2(3) Impôt payable par les non-résidents – Un impôt sur le revenu doit être payé, ainsi qu’il est prévu par la présente loi, sur son revenu imposable gagné au Canada pour l’année, déterminé conformément à la section D, par la personne non imposable en vertu du paragraphe (1) pour une année d’imposition et qui, à un moment donné de l’année ou d’une année antérieure, a :

a) soit été employée au Canada;

b) soit exploité une entreprise au Canada;

c) soit disposé d’un bien canadien imposable.

 

 

7(1) Émission de titres en faveur d’employés [options d’achat d’actions] – Sous réserve du paragraphe (1.1), lorsqu’une personne admissible donnée est convenue d’émettre ou de vendre de ses titres, ou des titres d’une personne admissible avec laquelle elle a un lien de dépendance, à l’un de ses employés ou à un employé d’une personne admissible avec laquelle elle a un lien de dépendance, les présomptions suivantes s’appliquent :

 

a) l’employé qui a acquis des titres en vertu de la convention est réputé avoir reçu, en raison de son emploi et au cours de l’année d’imposition où il a acquis les titres, un avantage égal à l’excédent éventuel de la valeur des titres au moment où il les a acquis sur le total de la somme qu’il a payée ou doit payer à la personne admissible donnée pour ces titres et de la somme qu’il a payée pour acquérir le droit d’acquérir les titres;

 

 

115(1) Revenu imposable [gagné] au Canada des non-résidents – Pour l’application de la présente loi, le revenu imposable gagné au Canada pour une année d’imposition d’une personne qui ne réside au Canada à aucun moment de l’année correspond à l’excédent éventuel du montant qui représenterait son revenu pour l’année selon l’article 3 :

 

a) si elle n’avait pas de revenu autre :

 

                        (i) que les revenus tirés des fonctions de charges et d’emplois exercées par elle au Canada et, si elle résidait au Canada au moment où elle exerçait les fonctions, à l’étranger,

 

[16]        Conformément au paragraphe 7(1), lorsque l’appelant a exercé ses droits en vertu des options d’achat d’actions, en 1997, il était réputé avoir reçu un avantage en 1997 en raison de son emploi. Cet emploi est celui que l’appelant exerçait au moment où l’option avait été accordée en 1988. (Voir l’arrêt Hurd c. La Reine, [1982] 1 C.F. 554 (C.A.F.), paragraphe 5).

[17]        L’appelant ne résidait pas au Canada en 1997, mais pour l’application de l’article 115, l’avantage reçu est un revenu imposable gagné au Canada en 1997, tiré des fonctions de l’emploi qu’il exerçait à ce moment-là lorsqu’il résidait au Canada.
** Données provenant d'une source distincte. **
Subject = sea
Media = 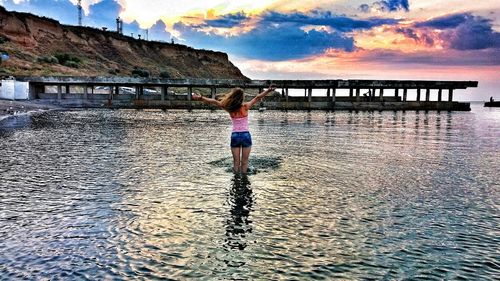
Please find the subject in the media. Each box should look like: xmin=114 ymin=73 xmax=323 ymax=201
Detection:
xmin=0 ymin=104 xmax=500 ymax=280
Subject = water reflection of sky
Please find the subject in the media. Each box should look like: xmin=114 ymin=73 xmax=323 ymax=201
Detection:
xmin=0 ymin=107 xmax=500 ymax=279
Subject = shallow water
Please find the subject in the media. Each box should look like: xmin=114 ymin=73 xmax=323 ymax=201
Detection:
xmin=0 ymin=105 xmax=500 ymax=280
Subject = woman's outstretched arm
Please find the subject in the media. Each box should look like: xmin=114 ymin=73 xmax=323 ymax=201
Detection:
xmin=248 ymin=85 xmax=276 ymax=108
xmin=193 ymin=94 xmax=222 ymax=108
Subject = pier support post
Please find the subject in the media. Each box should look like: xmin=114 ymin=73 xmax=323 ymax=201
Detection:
xmin=57 ymin=85 xmax=62 ymax=100
xmin=210 ymin=87 xmax=217 ymax=99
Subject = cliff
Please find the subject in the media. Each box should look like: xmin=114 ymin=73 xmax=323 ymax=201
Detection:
xmin=0 ymin=6 xmax=247 ymax=79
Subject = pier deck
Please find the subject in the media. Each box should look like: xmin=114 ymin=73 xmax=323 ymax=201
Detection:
xmin=16 ymin=77 xmax=478 ymax=111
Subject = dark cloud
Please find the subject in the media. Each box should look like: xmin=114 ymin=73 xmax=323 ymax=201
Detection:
xmin=415 ymin=13 xmax=474 ymax=29
xmin=358 ymin=0 xmax=410 ymax=13
xmin=262 ymin=11 xmax=399 ymax=32
xmin=204 ymin=12 xmax=249 ymax=28
xmin=394 ymin=27 xmax=434 ymax=46
xmin=360 ymin=49 xmax=500 ymax=66
xmin=415 ymin=13 xmax=500 ymax=50
xmin=174 ymin=23 xmax=355 ymax=61
xmin=174 ymin=10 xmax=398 ymax=61
xmin=358 ymin=4 xmax=371 ymax=13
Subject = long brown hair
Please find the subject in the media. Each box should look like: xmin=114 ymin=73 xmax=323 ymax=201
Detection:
xmin=221 ymin=88 xmax=245 ymax=112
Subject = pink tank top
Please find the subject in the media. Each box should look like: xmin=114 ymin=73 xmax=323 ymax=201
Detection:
xmin=231 ymin=115 xmax=252 ymax=132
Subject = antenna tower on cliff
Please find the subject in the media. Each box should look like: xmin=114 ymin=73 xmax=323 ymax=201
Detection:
xmin=76 ymin=0 xmax=82 ymax=26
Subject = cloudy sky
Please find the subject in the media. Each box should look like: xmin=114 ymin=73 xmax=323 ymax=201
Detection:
xmin=0 ymin=0 xmax=500 ymax=100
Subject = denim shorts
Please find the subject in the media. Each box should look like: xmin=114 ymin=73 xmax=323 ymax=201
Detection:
xmin=231 ymin=132 xmax=252 ymax=147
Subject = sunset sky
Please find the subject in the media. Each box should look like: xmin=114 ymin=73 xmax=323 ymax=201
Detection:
xmin=0 ymin=0 xmax=500 ymax=100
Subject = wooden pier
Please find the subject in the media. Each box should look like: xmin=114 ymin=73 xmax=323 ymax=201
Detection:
xmin=16 ymin=77 xmax=478 ymax=111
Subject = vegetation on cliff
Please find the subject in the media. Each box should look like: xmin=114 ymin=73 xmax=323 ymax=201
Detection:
xmin=0 ymin=6 xmax=247 ymax=79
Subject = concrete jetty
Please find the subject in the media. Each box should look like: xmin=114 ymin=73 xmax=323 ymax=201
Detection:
xmin=9 ymin=76 xmax=478 ymax=111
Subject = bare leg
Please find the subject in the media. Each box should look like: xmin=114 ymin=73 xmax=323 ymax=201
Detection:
xmin=241 ymin=146 xmax=252 ymax=174
xmin=231 ymin=147 xmax=241 ymax=173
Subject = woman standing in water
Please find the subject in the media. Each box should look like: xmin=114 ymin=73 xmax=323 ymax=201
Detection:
xmin=193 ymin=86 xmax=276 ymax=174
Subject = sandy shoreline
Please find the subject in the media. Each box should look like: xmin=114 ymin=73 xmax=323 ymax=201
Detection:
xmin=0 ymin=100 xmax=61 ymax=121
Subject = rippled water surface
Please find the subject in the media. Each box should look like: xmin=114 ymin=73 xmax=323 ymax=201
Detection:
xmin=0 ymin=105 xmax=500 ymax=280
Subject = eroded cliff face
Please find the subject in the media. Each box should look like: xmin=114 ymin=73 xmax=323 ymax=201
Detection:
xmin=0 ymin=6 xmax=247 ymax=79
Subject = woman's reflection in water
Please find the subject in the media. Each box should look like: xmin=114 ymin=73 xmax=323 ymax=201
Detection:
xmin=225 ymin=175 xmax=253 ymax=251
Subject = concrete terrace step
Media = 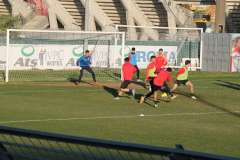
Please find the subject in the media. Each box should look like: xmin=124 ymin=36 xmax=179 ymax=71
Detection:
xmin=58 ymin=0 xmax=85 ymax=29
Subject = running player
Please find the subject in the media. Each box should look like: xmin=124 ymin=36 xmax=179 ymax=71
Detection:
xmin=115 ymin=57 xmax=137 ymax=99
xmin=171 ymin=60 xmax=197 ymax=99
xmin=140 ymin=68 xmax=176 ymax=107
xmin=129 ymin=47 xmax=140 ymax=81
xmin=146 ymin=56 xmax=157 ymax=91
xmin=156 ymin=48 xmax=168 ymax=72
xmin=77 ymin=50 xmax=96 ymax=83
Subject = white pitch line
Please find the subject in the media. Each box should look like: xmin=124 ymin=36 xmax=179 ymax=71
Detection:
xmin=0 ymin=111 xmax=240 ymax=124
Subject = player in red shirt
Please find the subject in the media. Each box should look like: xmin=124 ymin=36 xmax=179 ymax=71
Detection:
xmin=146 ymin=56 xmax=157 ymax=90
xmin=156 ymin=48 xmax=168 ymax=72
xmin=140 ymin=68 xmax=176 ymax=107
xmin=115 ymin=57 xmax=137 ymax=99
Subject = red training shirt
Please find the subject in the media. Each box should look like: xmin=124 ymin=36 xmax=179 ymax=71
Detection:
xmin=146 ymin=62 xmax=156 ymax=80
xmin=122 ymin=62 xmax=137 ymax=81
xmin=153 ymin=70 xmax=172 ymax=87
xmin=156 ymin=56 xmax=167 ymax=72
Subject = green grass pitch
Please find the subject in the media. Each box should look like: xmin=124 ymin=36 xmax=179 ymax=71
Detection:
xmin=0 ymin=72 xmax=240 ymax=157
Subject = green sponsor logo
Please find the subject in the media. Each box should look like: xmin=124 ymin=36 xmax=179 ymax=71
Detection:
xmin=72 ymin=46 xmax=83 ymax=57
xmin=119 ymin=46 xmax=131 ymax=58
xmin=21 ymin=45 xmax=35 ymax=57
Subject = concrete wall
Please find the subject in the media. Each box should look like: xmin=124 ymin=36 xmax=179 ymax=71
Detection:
xmin=202 ymin=33 xmax=232 ymax=72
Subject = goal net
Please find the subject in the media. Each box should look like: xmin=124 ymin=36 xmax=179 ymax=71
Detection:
xmin=5 ymin=29 xmax=125 ymax=81
xmin=116 ymin=25 xmax=203 ymax=69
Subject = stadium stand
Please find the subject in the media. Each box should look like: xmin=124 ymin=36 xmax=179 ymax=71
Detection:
xmin=0 ymin=0 xmax=11 ymax=15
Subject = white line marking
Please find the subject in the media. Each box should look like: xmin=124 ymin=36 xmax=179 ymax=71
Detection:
xmin=0 ymin=111 xmax=240 ymax=124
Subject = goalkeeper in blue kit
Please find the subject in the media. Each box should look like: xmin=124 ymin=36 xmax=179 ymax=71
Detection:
xmin=77 ymin=50 xmax=96 ymax=83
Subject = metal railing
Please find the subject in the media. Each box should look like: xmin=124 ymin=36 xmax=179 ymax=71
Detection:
xmin=0 ymin=126 xmax=240 ymax=160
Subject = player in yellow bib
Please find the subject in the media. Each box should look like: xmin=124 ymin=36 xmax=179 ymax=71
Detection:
xmin=171 ymin=60 xmax=197 ymax=99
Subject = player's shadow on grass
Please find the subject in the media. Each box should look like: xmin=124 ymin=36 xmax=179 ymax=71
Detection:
xmin=214 ymin=80 xmax=240 ymax=90
xmin=103 ymin=85 xmax=118 ymax=97
xmin=68 ymin=77 xmax=93 ymax=85
xmin=174 ymin=92 xmax=240 ymax=118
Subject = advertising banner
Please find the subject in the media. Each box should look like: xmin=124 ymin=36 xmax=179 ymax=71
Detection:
xmin=230 ymin=34 xmax=240 ymax=72
xmin=0 ymin=44 xmax=177 ymax=70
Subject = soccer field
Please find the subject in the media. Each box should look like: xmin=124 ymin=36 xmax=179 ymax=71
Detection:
xmin=0 ymin=72 xmax=240 ymax=157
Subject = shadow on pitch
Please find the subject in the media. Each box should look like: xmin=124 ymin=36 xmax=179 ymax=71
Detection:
xmin=68 ymin=77 xmax=93 ymax=85
xmin=174 ymin=92 xmax=240 ymax=118
xmin=214 ymin=80 xmax=240 ymax=90
xmin=103 ymin=85 xmax=118 ymax=97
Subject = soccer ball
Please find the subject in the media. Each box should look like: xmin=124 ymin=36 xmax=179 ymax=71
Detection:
xmin=162 ymin=92 xmax=167 ymax=98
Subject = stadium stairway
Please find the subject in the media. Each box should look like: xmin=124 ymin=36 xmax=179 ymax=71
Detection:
xmin=23 ymin=15 xmax=49 ymax=29
xmin=58 ymin=0 xmax=85 ymax=30
xmin=0 ymin=0 xmax=11 ymax=16
xmin=226 ymin=0 xmax=240 ymax=33
xmin=160 ymin=0 xmax=196 ymax=27
xmin=96 ymin=0 xmax=127 ymax=25
xmin=135 ymin=0 xmax=168 ymax=27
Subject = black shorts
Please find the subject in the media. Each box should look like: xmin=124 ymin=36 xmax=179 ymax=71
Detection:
xmin=176 ymin=79 xmax=189 ymax=86
xmin=120 ymin=80 xmax=131 ymax=89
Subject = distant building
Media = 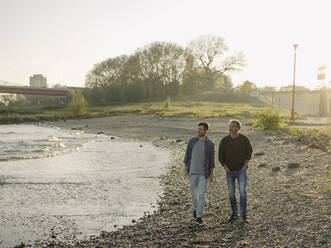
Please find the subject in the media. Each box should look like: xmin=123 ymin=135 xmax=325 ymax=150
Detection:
xmin=30 ymin=74 xmax=47 ymax=88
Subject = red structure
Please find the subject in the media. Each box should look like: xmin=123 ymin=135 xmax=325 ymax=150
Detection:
xmin=0 ymin=85 xmax=69 ymax=96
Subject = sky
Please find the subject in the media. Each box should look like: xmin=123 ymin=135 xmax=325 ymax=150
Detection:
xmin=0 ymin=0 xmax=331 ymax=89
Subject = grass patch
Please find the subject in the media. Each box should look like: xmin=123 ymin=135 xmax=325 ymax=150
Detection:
xmin=0 ymin=101 xmax=289 ymax=123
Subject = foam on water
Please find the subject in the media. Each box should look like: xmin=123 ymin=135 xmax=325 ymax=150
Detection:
xmin=0 ymin=125 xmax=170 ymax=247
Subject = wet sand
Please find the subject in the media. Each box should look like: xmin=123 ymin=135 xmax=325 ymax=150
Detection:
xmin=16 ymin=116 xmax=331 ymax=247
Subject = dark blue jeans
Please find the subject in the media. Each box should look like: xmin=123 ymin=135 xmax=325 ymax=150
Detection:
xmin=226 ymin=169 xmax=247 ymax=217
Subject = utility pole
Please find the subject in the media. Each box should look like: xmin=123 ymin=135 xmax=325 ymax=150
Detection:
xmin=291 ymin=44 xmax=298 ymax=121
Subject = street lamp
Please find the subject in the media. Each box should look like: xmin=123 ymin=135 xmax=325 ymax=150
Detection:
xmin=291 ymin=44 xmax=298 ymax=121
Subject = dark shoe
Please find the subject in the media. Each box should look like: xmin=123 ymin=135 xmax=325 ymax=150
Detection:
xmin=195 ymin=217 xmax=203 ymax=226
xmin=229 ymin=214 xmax=238 ymax=222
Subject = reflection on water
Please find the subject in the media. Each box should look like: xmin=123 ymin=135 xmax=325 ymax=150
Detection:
xmin=0 ymin=125 xmax=169 ymax=246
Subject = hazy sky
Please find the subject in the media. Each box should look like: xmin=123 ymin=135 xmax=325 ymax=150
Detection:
xmin=0 ymin=0 xmax=331 ymax=88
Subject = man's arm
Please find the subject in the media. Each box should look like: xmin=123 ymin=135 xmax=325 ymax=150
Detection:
xmin=208 ymin=143 xmax=215 ymax=183
xmin=218 ymin=139 xmax=230 ymax=172
xmin=243 ymin=138 xmax=253 ymax=170
xmin=208 ymin=168 xmax=214 ymax=183
xmin=184 ymin=141 xmax=191 ymax=178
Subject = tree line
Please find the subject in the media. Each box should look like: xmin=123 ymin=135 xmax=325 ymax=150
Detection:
xmin=84 ymin=35 xmax=245 ymax=104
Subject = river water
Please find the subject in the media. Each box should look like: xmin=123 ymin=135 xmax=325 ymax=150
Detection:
xmin=0 ymin=124 xmax=170 ymax=247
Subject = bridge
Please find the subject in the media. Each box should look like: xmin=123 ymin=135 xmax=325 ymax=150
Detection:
xmin=0 ymin=80 xmax=84 ymax=97
xmin=0 ymin=85 xmax=70 ymax=96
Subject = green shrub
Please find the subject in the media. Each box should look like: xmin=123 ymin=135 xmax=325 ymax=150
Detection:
xmin=253 ymin=110 xmax=282 ymax=130
xmin=68 ymin=91 xmax=87 ymax=116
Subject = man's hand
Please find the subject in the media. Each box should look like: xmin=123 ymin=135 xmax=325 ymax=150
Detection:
xmin=243 ymin=160 xmax=248 ymax=170
xmin=224 ymin=164 xmax=230 ymax=172
xmin=208 ymin=174 xmax=214 ymax=183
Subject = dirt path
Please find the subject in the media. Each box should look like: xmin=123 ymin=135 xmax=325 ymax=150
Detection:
xmin=35 ymin=116 xmax=331 ymax=247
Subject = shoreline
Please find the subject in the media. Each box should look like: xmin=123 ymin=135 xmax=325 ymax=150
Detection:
xmin=13 ymin=116 xmax=331 ymax=247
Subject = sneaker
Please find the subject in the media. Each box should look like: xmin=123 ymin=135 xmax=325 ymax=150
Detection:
xmin=195 ymin=217 xmax=203 ymax=226
xmin=229 ymin=214 xmax=238 ymax=222
xmin=193 ymin=210 xmax=197 ymax=219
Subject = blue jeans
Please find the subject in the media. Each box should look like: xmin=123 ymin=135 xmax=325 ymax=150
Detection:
xmin=226 ymin=168 xmax=247 ymax=217
xmin=190 ymin=175 xmax=208 ymax=218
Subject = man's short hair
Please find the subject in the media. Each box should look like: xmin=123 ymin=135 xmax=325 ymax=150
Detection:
xmin=198 ymin=122 xmax=210 ymax=130
xmin=230 ymin=119 xmax=241 ymax=129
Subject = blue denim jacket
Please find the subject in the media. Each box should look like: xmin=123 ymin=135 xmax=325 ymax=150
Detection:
xmin=184 ymin=137 xmax=215 ymax=178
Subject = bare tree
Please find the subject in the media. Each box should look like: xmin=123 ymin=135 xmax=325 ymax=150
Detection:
xmin=187 ymin=35 xmax=245 ymax=88
xmin=136 ymin=42 xmax=185 ymax=96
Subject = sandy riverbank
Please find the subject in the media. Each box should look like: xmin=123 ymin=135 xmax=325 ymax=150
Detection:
xmin=18 ymin=116 xmax=331 ymax=247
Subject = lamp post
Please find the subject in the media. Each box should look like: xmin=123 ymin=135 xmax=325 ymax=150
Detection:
xmin=291 ymin=44 xmax=298 ymax=121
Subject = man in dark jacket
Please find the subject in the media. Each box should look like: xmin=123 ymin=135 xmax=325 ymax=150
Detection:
xmin=184 ymin=122 xmax=215 ymax=225
xmin=218 ymin=120 xmax=253 ymax=222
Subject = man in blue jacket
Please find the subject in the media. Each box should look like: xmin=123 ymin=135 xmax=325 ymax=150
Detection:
xmin=184 ymin=122 xmax=215 ymax=225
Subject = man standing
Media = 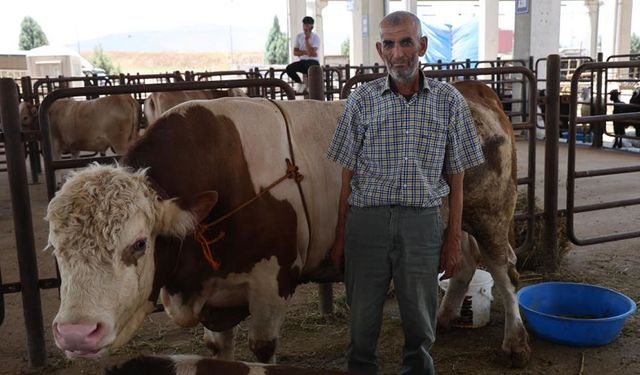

[18]        En vertu du paragraphe 2(3), l’appelant est assujetti à l’impôt en 1997 sur le revenu imposable qu’il a gagné au Canada tel qu’il est déterminé à l’article 115 parce qu’il a été employé au Canada au cours d’une année antérieure.

[19]        La situation, dans l’affaire Hurd, précitée, était similaire; en effet, M. Hurd s’était vu accorder des options d’achat d’actions de son employeur. Ces options avaient été accordées pendant que M. Hurd résidait au Canada et qu’il était employé au Canada. M. Hurd a levé les options après avoir quitté le Canada alors qu’il n’était plus employé par la société qui lui avait accordé les options. Le juge Urie a dit ce qui suit :

 

9          Compte tenu de tous ces éléments, il me semble ne faire aucun doute que l’option n’a été accordée que parce que l’appelant était un employé de la société. Il est également incontestable que s’il avait été un résident canadien lorsqu’il a fait l’acquisition des actions, l’avantage qui en découle aurait été imposable durant l’année de l’acquisition, en vertu de l’alinéa a) du paragraphe 7(1). De plus, en pareil cas, l’avantage aurait été imposable entre ses mains même s’il avait cessé d’être à l’emploi de la société, puisque le paragraphe 7(4) prévoit que le paragraphe 7(1) est applicable comme si l’appelant était encore un employé et comme si l’emploi durait encore.

 

10        Pour les raisons que j’ai déjà exposées, j’admets avec le juge de première instance qu’il n’est pas essentiel d’avoir occupé un emploi au Canada durant l’année d’imposition pendant laquelle a été reçu l’avantage que le Ministre veut imposer. En conséquence, le fait que l’appelant ne résidait pas au Canada en 1973, lorsqu’il a fait l’acquisition des actions, ne rend pas sa situation différente de celle d’un résident canadien qui aurait acquis des actions dans des conditions semblables. J’estime donc que l’appelant doit succomber sur ce point de l’instance.

 

[20]        La décision dans l’arrêt Hurd a été approuvée par la Cour d’appel fédérale dans l’arrêt Hale v. The Queen, [1992] 2 C.T.C. 379. En l’espèce, l’appelant ne résidait pas au Canada lorsqu’il a levé ses options, mais il continuait à être un employé de BMS. L’effet de l’application combinée du paragraphe 2(3), de l’alinéa 7(1)a) et du sous‑alinéa 115(1)a)(i) est qu’en 1997, l’appelant était dans la même situation qu’un « résident canadien qui aurait acquis des actions dans des conditions semblables ».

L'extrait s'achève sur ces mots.